- Relator(a)
- Ministro Reynaldo Soares da Fonseca
- Órgão julgador
- Quinta Turma
- Data do julgamento
- 18/10/2016
- Data de publicação
- 27/10/2016
STJ – Acórdão, Rel. Ministro Reynaldo Soares da Fonseca, Quinta Turma, j. 18/10/2016, p. 27/10/2016
EXECUÇÃO PENAL. HABEAS CORPUS SUBSTITUTIVO DE RECURSO PRÓPRIO. INADEQUAÇÃO DA VIA ELEITA. PACIENTE CONDENADO PELO CRIME DE TRÁFICO ILÍCITO DE ENTORPECENTES À PENA DE 1 (UM) ANO E 8 (OITO) MESES. CAUSA DE DIMINUIÇÃO PREVISTA NO ART. 33, § 4º, DA LEI 11.343/2006. CRIME HEDIONDO. RESP REPRESENTATIVO DA CONTROVÉRSIA N. 1.329.088/RS. ENTENDIMENTO ALTERADO PELO PLENÁRIO DA SUPREMA CORTE (HC-118.533/MS). APLICAÇÃO DO ART. 927, V, DO NOVO CÓDIGO DE PROCESSO CIVIL, C/C ART. 3º DO CPP. INDULTO. PREENCHIMENTO DOS REQUISITOS DO ART. 1º, XIV, DO DECRETO N. 8.380/2014. DEFERIMENTO. 1. O Supremo Tribunal Federal, por sua Primeira Turma, e a Terceira Seção deste Superior Tribunal de Justiça, diante da utilização crescente e sucessiva do habeas corpus, passaram a restringir a sua admissibilidade quando o ato ilegal for passível de impugnação pela via recursal própria, sem olvidar a possibilidade de concessão da ordem, de ofício, nos casos de flagrante ilegalidade. 2. Consolidou-se nesta Corte Superior de Justiça, por meio do recurso especial representativo da controvérsia (REsp n. 1329088/RS, Rel.

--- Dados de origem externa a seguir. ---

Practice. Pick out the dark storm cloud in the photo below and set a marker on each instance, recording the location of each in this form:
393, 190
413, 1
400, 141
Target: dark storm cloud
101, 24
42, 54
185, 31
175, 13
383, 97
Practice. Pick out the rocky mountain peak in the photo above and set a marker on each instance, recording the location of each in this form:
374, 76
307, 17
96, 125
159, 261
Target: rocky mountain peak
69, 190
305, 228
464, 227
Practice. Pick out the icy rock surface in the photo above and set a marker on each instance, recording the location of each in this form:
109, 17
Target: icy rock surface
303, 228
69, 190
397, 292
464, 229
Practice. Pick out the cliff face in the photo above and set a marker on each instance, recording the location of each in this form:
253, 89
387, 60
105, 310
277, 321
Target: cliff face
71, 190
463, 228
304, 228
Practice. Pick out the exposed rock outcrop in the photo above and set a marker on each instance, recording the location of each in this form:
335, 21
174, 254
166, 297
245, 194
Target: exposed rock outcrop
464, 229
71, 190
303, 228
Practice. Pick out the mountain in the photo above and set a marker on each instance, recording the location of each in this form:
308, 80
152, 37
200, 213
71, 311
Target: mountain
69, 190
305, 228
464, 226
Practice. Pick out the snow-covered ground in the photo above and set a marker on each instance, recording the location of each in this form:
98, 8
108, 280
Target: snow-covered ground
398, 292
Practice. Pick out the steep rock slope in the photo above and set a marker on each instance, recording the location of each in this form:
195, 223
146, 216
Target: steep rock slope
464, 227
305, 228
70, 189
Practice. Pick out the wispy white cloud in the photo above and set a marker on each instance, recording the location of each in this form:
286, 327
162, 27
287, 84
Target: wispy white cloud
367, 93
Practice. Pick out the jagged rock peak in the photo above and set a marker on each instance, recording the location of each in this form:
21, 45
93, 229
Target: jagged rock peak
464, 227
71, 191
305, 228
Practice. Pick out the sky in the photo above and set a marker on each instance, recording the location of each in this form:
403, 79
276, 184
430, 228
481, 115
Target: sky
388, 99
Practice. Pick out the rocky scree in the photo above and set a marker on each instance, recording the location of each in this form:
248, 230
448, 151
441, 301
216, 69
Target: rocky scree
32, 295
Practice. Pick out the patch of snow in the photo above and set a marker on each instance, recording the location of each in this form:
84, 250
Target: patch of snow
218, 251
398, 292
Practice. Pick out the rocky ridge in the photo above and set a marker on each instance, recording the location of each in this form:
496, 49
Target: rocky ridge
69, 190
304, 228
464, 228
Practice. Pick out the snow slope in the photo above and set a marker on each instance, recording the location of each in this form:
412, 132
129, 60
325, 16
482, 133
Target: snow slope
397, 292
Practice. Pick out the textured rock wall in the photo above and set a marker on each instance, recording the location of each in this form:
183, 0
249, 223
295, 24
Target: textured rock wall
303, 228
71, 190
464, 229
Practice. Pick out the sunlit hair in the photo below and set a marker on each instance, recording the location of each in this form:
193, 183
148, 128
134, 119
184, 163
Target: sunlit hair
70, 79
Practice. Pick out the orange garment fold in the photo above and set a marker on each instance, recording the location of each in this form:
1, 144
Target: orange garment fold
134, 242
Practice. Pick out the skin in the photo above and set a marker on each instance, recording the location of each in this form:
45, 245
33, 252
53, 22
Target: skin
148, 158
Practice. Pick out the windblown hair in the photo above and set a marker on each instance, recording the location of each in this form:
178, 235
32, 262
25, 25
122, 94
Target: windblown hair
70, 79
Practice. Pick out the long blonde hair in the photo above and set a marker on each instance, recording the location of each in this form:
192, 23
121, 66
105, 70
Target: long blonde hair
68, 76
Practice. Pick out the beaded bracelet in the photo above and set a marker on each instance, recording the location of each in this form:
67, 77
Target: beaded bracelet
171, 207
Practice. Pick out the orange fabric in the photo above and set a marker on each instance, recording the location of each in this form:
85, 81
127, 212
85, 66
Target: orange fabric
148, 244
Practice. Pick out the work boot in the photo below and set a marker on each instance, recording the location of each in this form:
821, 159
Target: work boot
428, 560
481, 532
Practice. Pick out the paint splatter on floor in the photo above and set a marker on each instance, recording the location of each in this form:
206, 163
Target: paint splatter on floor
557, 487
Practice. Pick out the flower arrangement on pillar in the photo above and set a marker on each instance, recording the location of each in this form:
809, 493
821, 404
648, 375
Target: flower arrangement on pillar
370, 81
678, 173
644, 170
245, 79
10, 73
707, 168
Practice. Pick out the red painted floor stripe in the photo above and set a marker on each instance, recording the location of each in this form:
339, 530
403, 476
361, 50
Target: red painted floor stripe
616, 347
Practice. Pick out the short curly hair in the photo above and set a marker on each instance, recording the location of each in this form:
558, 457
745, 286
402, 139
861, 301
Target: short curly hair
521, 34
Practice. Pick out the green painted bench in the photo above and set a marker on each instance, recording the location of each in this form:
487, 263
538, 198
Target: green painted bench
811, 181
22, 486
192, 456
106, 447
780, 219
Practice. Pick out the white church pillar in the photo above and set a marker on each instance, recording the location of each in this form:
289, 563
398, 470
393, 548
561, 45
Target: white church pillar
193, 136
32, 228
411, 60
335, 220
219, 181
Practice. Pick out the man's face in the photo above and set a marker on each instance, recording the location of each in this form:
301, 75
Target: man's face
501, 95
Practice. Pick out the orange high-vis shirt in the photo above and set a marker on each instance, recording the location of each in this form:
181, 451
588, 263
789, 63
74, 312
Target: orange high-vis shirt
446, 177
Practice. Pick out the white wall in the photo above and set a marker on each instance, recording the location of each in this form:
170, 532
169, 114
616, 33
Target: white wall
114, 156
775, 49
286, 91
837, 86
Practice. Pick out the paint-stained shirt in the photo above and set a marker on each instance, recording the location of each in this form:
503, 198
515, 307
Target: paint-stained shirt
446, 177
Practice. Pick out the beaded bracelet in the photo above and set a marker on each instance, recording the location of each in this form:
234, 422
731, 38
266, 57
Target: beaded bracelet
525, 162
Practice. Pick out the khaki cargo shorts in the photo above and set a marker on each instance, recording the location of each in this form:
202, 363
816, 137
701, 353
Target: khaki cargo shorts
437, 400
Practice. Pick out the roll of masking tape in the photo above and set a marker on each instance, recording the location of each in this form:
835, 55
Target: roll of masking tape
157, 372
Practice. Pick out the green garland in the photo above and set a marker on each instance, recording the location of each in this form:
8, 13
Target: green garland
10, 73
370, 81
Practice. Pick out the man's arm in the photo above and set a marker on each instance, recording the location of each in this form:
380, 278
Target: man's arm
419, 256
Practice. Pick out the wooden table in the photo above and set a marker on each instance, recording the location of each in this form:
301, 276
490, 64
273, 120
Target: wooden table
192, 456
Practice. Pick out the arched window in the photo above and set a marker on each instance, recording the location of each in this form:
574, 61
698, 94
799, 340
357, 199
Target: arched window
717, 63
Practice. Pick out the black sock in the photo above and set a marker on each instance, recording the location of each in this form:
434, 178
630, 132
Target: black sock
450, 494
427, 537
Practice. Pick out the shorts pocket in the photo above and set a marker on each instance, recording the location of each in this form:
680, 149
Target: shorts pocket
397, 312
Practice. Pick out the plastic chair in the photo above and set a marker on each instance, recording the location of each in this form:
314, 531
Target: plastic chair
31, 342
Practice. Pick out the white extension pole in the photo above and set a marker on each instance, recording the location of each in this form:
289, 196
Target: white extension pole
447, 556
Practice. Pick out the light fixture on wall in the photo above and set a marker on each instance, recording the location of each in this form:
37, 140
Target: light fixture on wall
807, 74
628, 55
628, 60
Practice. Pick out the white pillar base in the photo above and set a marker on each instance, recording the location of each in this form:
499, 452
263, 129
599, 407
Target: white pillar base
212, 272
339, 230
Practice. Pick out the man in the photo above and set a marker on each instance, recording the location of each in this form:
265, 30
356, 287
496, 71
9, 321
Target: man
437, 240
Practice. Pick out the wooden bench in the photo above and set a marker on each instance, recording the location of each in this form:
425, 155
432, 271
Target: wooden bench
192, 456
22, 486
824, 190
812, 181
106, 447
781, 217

Min. Sebastião Reis Júnior, DJe de 26/4/2013), entendimento no sentido de que a aplicação da minorante prevista no § 4º do art. 33 da Lei 11.343/2006 não afasta a natureza hedionda do crime de tráfico ilícito de entorpecentes. 3. No entanto, deve-se acompanhar recente decisão do plenário da Suprema Corte, no exame do HC n. 118.533/MS, julgado em 23/6/2016, de Rel. da Ministra Cármen Lúcia, na qual se assentou que "o crime de tráfico privilegiado de drogas não tem natureza hedionda". Aplicação do art. 927, V, do Novo CPC, c/c art. 3º do CPP. 4. No caso, o paciente foi condenado à pena de 1 (um) ano e 8 (oito) meses de reclusão, tendo cumprido, em prisão provisória, 10 (meses) e 17 (dias), o que autoriza a concessão do indulto, a teor do art. 1º, XIV, do Decreto Presidencial n. 8.380/2014. 5. Habeas corpus não conhecido. Ordem concedida, de ofício, a fim de, afastando a hediondez do crime tipificado no art. 33, § 4º, da Lei n. 11.343/06, deferir o indulto pleno ao paciente, nos termos do Decreto Presidencial n. 8.380/2014. (HC n. 370.687/SP, relator Ministro Reynaldo Soares da Fonseca, Quinta Turma, julgado em 18/10/2016, DJe de 27/10/2016.)